Points on either side of a line

[mmaismma]

Summary:: The set of values of $b$ for which the origin and the point $(1, 1)$ lie on the same side of the straight line $a^2x+aby+1=0$ $\forall~a\in\mathbb{R},~b>0$.(a) $a\geq1$ or $a\leq-3$
(b) $a\in~(-3,~0)\cup(\frac13,~1)$
(c) $a\in~(0,~1)$
(d) $a\in~(-\infty,~0)$

I tried solving it but I didn't get an answer:

$f(x)=a^2+aby+1=0\\ f(0, 0)=0+0+1>0\\ So,~f(1, 1)>0\\ a^2+ab+1>0\\ {}^A/_Q~a\in\mathbb{R}\\ So,~D>0\\ b^2-4.1>0\\ b^2>4\\ b\in(2,~\infty)$

 

[Svein]

Hint: As long as the intersection between the line given and the line through (0, 0) and (1, 1) is outside the stub between (0, 0) and (1, 1), both points lie on the same side of the given line. So, find the intersection...

 

[mfb]

I moved the thread to our homework section.
The problem statement talks about the set of values for b but the multiple choice answers are about a. What is it?

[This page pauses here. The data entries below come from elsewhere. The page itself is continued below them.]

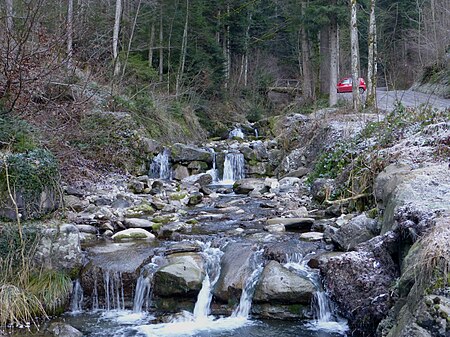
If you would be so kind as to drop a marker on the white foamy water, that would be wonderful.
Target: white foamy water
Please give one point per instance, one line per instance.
(191, 328)
(324, 316)
(233, 168)
(188, 324)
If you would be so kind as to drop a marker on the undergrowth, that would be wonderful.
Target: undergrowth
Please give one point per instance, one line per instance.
(30, 174)
(356, 163)
(28, 293)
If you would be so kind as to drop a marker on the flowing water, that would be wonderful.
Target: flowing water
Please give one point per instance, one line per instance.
(233, 168)
(214, 172)
(160, 167)
(325, 317)
(76, 301)
(236, 133)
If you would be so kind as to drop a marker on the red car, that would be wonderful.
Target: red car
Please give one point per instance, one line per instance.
(345, 85)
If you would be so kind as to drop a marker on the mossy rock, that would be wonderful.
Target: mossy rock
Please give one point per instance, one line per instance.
(142, 209)
(163, 219)
(177, 196)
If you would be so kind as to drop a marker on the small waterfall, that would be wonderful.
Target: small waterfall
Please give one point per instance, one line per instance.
(212, 258)
(323, 309)
(214, 173)
(233, 168)
(160, 167)
(236, 133)
(76, 302)
(143, 290)
(142, 293)
(245, 302)
(113, 286)
(113, 290)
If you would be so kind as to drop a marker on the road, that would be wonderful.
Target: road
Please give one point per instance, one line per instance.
(386, 99)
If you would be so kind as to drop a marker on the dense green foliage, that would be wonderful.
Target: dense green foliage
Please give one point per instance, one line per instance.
(16, 134)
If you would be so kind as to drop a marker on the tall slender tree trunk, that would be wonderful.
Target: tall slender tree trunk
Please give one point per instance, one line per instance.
(372, 61)
(183, 52)
(307, 83)
(243, 74)
(227, 51)
(130, 40)
(161, 50)
(334, 56)
(9, 16)
(151, 44)
(69, 33)
(116, 37)
(355, 56)
(324, 69)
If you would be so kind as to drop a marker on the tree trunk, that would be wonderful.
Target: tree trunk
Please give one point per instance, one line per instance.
(130, 41)
(151, 43)
(183, 52)
(307, 85)
(227, 51)
(334, 43)
(161, 50)
(69, 33)
(116, 37)
(9, 16)
(371, 72)
(324, 70)
(355, 56)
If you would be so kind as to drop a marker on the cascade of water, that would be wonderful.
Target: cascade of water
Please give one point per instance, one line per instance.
(236, 133)
(76, 302)
(142, 293)
(95, 296)
(212, 258)
(143, 290)
(233, 168)
(245, 303)
(113, 286)
(323, 309)
(213, 172)
(160, 167)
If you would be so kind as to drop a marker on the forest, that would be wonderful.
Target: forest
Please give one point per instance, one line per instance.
(189, 166)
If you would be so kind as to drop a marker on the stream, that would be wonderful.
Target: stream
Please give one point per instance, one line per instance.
(120, 303)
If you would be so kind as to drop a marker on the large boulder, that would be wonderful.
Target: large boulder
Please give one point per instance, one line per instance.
(182, 276)
(280, 285)
(245, 186)
(182, 153)
(322, 189)
(356, 231)
(360, 284)
(34, 181)
(425, 189)
(60, 248)
(113, 268)
(236, 267)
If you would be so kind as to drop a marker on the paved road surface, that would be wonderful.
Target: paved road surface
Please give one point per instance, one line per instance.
(387, 99)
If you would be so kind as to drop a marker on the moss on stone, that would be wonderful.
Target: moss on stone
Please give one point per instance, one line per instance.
(177, 196)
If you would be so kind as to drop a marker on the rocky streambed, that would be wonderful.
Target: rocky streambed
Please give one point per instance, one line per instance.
(191, 256)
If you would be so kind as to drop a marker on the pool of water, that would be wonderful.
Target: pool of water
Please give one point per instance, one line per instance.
(129, 324)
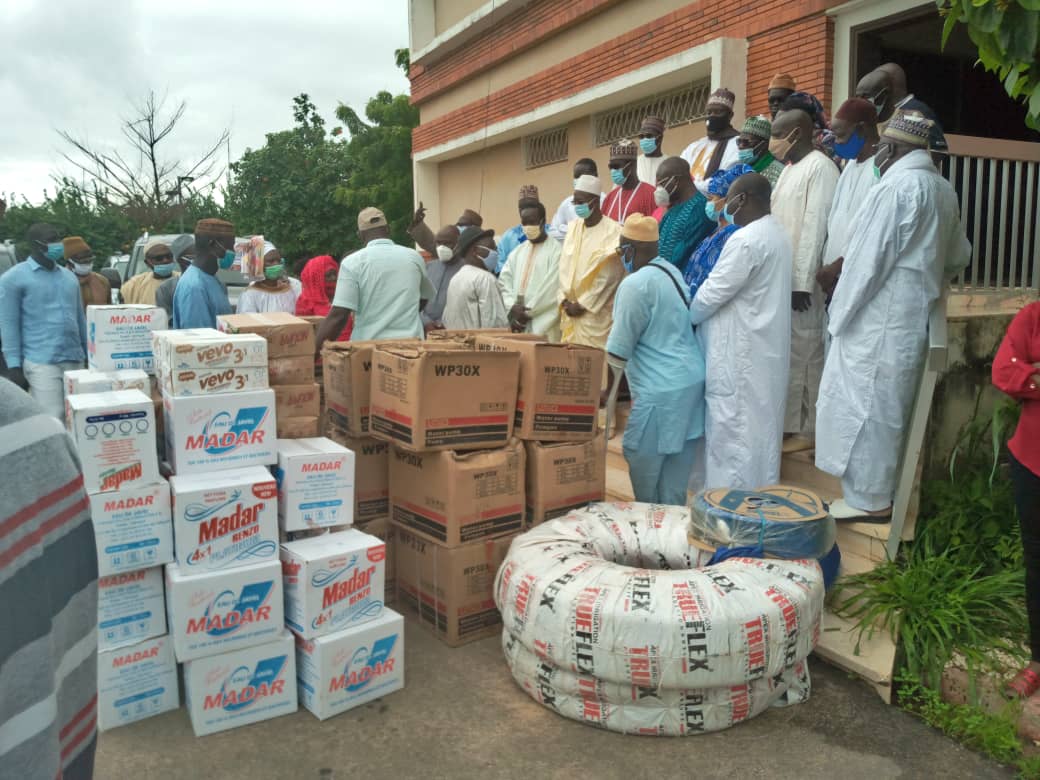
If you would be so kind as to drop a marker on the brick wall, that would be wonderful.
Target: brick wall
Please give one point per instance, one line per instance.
(784, 35)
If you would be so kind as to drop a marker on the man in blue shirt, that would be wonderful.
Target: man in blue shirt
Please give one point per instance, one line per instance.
(42, 323)
(652, 342)
(200, 299)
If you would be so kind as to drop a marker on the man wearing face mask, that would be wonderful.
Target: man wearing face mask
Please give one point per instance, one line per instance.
(42, 322)
(629, 195)
(515, 235)
(94, 288)
(906, 245)
(651, 140)
(565, 213)
(530, 278)
(856, 137)
(802, 203)
(744, 312)
(753, 149)
(590, 270)
(473, 300)
(718, 150)
(141, 288)
(200, 299)
(685, 224)
(652, 342)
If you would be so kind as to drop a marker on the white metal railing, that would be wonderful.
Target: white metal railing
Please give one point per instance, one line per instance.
(998, 187)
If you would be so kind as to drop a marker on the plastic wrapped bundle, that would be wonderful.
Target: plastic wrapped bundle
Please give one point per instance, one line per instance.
(785, 522)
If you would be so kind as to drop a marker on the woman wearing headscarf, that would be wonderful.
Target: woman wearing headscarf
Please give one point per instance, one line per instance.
(274, 292)
(706, 254)
(319, 277)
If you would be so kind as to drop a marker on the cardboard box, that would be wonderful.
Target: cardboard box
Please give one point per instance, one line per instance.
(297, 400)
(315, 484)
(121, 336)
(224, 519)
(452, 590)
(560, 388)
(452, 497)
(299, 370)
(135, 682)
(219, 432)
(564, 476)
(340, 671)
(333, 581)
(231, 690)
(130, 607)
(424, 399)
(208, 348)
(114, 434)
(132, 527)
(195, 382)
(222, 611)
(371, 476)
(287, 335)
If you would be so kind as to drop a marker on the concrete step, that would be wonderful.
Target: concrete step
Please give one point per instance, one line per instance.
(874, 659)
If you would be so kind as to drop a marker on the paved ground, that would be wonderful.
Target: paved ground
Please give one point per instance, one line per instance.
(461, 716)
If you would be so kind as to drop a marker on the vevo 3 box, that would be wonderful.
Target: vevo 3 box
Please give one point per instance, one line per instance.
(315, 484)
(339, 671)
(135, 682)
(230, 690)
(130, 607)
(132, 527)
(121, 336)
(333, 581)
(424, 399)
(452, 498)
(223, 611)
(114, 434)
(225, 519)
(564, 476)
(219, 432)
(560, 388)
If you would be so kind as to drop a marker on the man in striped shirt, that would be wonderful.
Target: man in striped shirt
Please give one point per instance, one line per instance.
(48, 599)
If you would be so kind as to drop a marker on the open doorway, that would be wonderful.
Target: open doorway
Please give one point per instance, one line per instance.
(967, 100)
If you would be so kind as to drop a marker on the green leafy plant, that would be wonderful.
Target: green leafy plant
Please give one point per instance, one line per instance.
(1007, 33)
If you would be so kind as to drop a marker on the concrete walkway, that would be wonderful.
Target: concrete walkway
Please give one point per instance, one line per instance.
(461, 716)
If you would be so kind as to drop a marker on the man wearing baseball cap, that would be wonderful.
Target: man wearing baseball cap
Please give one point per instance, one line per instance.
(384, 284)
(651, 340)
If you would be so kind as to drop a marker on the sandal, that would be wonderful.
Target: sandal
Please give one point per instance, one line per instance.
(1022, 685)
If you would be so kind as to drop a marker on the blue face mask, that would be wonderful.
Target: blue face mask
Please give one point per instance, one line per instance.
(851, 149)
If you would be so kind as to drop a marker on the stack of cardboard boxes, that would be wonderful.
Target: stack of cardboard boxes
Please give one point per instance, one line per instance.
(111, 418)
(290, 368)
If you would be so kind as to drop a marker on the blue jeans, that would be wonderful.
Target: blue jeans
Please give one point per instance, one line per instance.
(658, 478)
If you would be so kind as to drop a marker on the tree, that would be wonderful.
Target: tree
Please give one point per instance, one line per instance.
(382, 157)
(1008, 35)
(140, 178)
(286, 189)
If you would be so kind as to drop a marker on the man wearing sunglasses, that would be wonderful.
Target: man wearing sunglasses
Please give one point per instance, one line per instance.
(141, 288)
(42, 321)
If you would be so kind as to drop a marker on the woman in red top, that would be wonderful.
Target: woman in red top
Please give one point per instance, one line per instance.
(1016, 371)
(318, 278)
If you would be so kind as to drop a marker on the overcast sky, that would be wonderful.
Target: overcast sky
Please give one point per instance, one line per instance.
(79, 65)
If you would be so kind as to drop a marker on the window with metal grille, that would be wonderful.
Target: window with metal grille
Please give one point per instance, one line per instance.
(676, 107)
(545, 148)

While the approach of post 2 is possible I like the approach of post 1 more.

 

[SammyS]

Summary:: The set of values of $b$ for which the origin and the point $(1, 1)$ lie on the same side of the straight line $a^2x+aby+1=0$ $\forall~a\in\mathbb{R},~b>0$.(a) $a\geq1$ or $a\leq-3$
(b) $a\in~(-3,~0)\cup(\frac13,~1)$
(c) $a\in~(0,~1)$
(d) $a\in~(-\infty,~0)$

I noticed that the title of this tread tells us that the points are on either side of the line, meaning to me that the line passes between the points.

On the other hand, your statement of the problem says that the points, (0, 0) and (1, 1) both lie on the same side of the line.

Looking at the choices given for the answer, I suspect that the Title gives the correct version. That also agrees with your result for $b$.

Edit:
Another thought. No matter which of the two possibilities is being asked, consider the following.

It's straight forward to determine each of the following in terms of $a$ and $b$: the slope and the x and y intercepts. Furthermore, the x intercept depends only on $a$, not on $b$. In fact the x intercept is negative for all allowed values of $a$.

With this in mind, you can determine the parameters needed for the line to have a negative x intercept and which also passes through (1, 1). This line will separate those lines passing between the two points from those for which both points are on the same side.